The Good Samaritan Law was introduced in 2016 to reduce the widespread reluctance among bystanders to assist victims of road accidents and other emergencies, a hesitation rooted in fear of harassment by the police,  and long legal procedures. The law is designed to protect those who come forward to provide assistance to road accident victims, by granting several specific rights and immunities to the person offering assistance namely:

  • They are not liable for any civil or criminal consequences of their actions
  • They can leave the hospital immediately after bringing the victim 
  • They are not obligated to provide personal details 
  • They cannot be compelled to pay for the victim’s treatment 
  • Hospitals are required to acknowledge their assistance. 
  • They should be suitably rewarded to encourage other citizens and so on. 

Awareness of the Good Samaritan Law is crucial, as timely assistance during the ‘golden hour’ often depends on the willingness of bystanders to intervene. However, a staggering three out of four people nationwide remain hesitant to help road accident victims—largely due to a lack of awareness about their legal protections and lingering fears of police harassment or legal complications. A survey in Chennai identified that only 7% of respondents were aware of the law. This highlights an urgent need for targeted public awareness campaigns to build trust, dispel misconceptions, and empower citizens to act without fear when every second counts.

Progress Made, But Gaps Remain

While these advances are not insignificant, there is still room for improvement as captured in the TN State Health Policy Vision 2030 report. The report indicates a high inter-facility transfer rate of 41% suggesting that many patients are initially taken to hospitals that cannot provide full emergency care, requiring them to be shifted later and therefore costing crucial hours; inconsistent triage practices in both pre-hospital and hospital settings that do not consistently reflect standard protocols; and the absence of a trauma registry hampering effective data collection and management.

study conducted by NITI Ayog across India (in 2018 ) shows that, even though 91% of hospitals have an in house ambulance service, only 34% of the ambulances have trained paramedics. In addition, 82% of the hospitals surveyed did not have a pre-hospital arrival notification system. This study also revealed the need for a National Emergency Department Information Systems (EDIS) to continuously monitor and collect data related to emergency and trauma care, thus helping to measure initiative outcomes, inform future research and lead to more scientific interventions. 

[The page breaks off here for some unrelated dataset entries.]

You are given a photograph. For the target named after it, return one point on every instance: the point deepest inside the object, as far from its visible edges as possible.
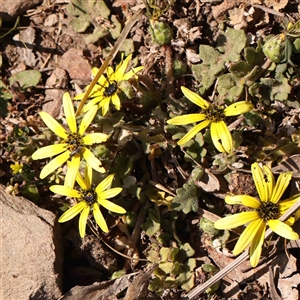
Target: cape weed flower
(73, 145)
(210, 115)
(267, 211)
(107, 88)
(90, 200)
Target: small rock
(55, 88)
(31, 251)
(51, 20)
(11, 9)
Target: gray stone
(11, 9)
(31, 252)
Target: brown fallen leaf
(276, 4)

Further advances can be made by addressing disparities. Rural areas are still facing long ambulance wait times due to remoteness, road conditions, and a lack of awareness among the rural population about emergency services. This needs to be addressed via policies and education.

Conclusion

Tamil Nadu has created a multi-layered, responsive, and largely free emergency care infrastructure that offers valuable lessons to other Indian states. Unfortunately, it also has some of the highest road accident and fatality rates. However, with consistent investment in quality improvements, better coordination between first responders and hospitals, and stronger protocols Tamil Nadu can close the remaining gaps in its system and set a new national benchmark for equitable, timely, and life-saving trauma care.